Importantly, though this was a scientific study, there may be some lessons for how cancer patients are tested in the clinic. Next-generation sequencing has been used to great effect in clinical settings to identify mutations, Staudt said, but this study also showed the value of copy number changes, translocations, gene expression changes, and methylation.

"You cannot conclude that the routine diagnosis of cancer needs to include all those," he said. "What we have to do is learn, in particular cancer types, what the molecular abnormalities are that are particularly relevant, and then make sure that they are included. And I would say that in terms of routine cancer screening, there's a lot of evidence now that mutations are an important first step. So, I personally would be thrilled if all patients with cancer in the United States would get sequencing of a goodly number of their cancer genes."
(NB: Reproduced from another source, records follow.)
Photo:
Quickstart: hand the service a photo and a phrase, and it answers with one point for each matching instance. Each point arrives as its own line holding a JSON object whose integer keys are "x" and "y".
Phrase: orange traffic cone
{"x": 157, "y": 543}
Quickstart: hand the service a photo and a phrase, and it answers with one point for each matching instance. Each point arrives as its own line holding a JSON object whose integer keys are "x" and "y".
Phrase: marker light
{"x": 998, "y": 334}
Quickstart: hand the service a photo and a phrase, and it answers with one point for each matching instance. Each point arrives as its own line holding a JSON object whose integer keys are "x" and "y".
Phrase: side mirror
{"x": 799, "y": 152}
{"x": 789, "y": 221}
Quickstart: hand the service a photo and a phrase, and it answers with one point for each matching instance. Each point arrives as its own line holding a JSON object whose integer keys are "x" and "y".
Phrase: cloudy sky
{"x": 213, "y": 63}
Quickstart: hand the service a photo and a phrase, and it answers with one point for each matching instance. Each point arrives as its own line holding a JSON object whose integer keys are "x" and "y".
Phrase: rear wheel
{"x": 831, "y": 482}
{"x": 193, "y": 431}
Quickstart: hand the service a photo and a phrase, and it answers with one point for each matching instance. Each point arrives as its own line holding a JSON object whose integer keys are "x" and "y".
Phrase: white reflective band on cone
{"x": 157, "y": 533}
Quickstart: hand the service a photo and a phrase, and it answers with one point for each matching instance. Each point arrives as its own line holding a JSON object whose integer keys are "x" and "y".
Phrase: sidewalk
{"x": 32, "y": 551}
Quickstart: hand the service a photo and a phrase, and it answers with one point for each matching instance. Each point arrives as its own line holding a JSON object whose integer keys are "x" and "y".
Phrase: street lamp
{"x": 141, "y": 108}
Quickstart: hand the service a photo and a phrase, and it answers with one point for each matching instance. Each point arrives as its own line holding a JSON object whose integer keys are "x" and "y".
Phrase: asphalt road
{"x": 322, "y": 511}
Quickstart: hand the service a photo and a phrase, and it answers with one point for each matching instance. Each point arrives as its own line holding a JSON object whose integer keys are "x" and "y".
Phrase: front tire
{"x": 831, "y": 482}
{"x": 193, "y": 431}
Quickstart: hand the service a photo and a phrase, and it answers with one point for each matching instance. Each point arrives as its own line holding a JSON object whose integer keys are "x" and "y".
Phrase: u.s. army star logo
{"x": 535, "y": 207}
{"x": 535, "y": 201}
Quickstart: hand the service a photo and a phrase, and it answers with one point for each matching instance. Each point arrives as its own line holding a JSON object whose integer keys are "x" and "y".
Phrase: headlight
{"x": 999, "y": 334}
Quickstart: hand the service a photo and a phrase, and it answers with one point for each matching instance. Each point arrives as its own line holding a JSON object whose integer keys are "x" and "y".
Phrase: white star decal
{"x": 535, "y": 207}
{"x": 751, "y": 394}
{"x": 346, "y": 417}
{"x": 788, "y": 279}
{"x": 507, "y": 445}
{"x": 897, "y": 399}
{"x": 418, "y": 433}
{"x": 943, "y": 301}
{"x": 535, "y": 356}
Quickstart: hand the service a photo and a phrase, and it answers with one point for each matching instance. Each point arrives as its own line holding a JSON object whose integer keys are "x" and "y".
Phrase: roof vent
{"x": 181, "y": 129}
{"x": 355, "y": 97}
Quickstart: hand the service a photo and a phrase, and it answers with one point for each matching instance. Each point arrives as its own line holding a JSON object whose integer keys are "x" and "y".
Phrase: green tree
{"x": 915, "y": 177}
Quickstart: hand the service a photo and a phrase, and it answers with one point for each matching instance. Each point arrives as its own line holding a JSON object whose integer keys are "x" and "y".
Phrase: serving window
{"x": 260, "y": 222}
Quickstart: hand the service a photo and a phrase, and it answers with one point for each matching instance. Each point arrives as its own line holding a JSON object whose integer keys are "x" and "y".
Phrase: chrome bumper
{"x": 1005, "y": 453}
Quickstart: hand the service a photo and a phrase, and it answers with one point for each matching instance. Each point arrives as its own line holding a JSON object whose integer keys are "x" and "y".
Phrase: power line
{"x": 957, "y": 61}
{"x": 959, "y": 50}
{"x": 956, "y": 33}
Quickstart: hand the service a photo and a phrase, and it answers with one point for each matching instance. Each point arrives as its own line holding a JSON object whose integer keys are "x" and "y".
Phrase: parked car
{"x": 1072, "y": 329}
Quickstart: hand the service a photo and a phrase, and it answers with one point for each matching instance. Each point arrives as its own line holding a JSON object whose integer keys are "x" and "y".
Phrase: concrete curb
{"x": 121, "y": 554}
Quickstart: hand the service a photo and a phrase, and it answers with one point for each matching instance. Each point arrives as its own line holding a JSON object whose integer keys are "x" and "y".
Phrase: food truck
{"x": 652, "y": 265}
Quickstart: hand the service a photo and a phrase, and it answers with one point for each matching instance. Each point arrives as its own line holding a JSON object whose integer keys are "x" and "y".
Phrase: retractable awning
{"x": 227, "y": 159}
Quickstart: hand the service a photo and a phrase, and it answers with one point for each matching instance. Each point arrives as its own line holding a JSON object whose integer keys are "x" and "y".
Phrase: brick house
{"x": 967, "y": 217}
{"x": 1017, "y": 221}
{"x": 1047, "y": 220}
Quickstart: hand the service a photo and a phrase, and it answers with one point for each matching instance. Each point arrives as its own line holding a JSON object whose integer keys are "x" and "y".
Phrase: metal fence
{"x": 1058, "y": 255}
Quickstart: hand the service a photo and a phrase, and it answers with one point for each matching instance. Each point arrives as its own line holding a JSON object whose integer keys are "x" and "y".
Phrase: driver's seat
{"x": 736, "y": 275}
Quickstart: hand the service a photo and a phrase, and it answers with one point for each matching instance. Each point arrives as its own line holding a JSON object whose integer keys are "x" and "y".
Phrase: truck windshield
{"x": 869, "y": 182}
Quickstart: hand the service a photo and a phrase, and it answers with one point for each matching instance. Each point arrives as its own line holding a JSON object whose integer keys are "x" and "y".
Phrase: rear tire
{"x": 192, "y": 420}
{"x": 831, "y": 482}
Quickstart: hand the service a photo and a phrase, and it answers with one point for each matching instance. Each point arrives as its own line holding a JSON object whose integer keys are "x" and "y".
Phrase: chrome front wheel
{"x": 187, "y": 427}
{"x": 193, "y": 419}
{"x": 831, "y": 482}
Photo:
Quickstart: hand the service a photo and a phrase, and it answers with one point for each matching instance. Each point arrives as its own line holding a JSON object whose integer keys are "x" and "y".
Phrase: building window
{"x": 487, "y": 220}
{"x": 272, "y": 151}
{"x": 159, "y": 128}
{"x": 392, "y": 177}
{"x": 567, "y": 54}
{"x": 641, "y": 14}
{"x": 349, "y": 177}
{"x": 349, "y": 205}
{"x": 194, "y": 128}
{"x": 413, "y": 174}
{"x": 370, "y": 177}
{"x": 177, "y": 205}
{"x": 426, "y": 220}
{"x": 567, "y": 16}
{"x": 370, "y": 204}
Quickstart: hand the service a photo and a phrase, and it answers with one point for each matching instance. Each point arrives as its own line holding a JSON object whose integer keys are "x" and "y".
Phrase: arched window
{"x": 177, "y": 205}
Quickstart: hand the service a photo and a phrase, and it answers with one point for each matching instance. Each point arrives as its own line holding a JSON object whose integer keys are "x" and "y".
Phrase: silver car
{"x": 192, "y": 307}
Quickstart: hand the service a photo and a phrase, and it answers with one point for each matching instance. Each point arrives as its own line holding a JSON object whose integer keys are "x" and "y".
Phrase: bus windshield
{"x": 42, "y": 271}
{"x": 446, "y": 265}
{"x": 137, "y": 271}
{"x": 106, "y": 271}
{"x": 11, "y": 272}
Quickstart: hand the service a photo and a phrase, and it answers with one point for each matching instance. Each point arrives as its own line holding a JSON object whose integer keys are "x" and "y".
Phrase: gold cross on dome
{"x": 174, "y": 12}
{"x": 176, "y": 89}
Co-senior author and NCI researcher Percy Ivy also emphasized a need for better knowledge of gene expression paired with data on mutations. Staudt agreed, noting his area of expertise — lymphoma research. Gene expression research on lymphoma led to the discovery of two subtypes of Diffuse Large B-Cell Lymphoma, and a combination of gene expression and mutation data is helping researchers hone in on why some patients respond better to treatment than others.

"These are stepwise approaches in which we take a systematic look at what is going on at a snapshot in time for an individual patient, and get those patients to help inform us," Ivy said. "By the same token, we inform them of what might be feasible therapy for them that could be effective. So, I hope that as we gain knowledge from our patients, we will better understand the ways to treat them."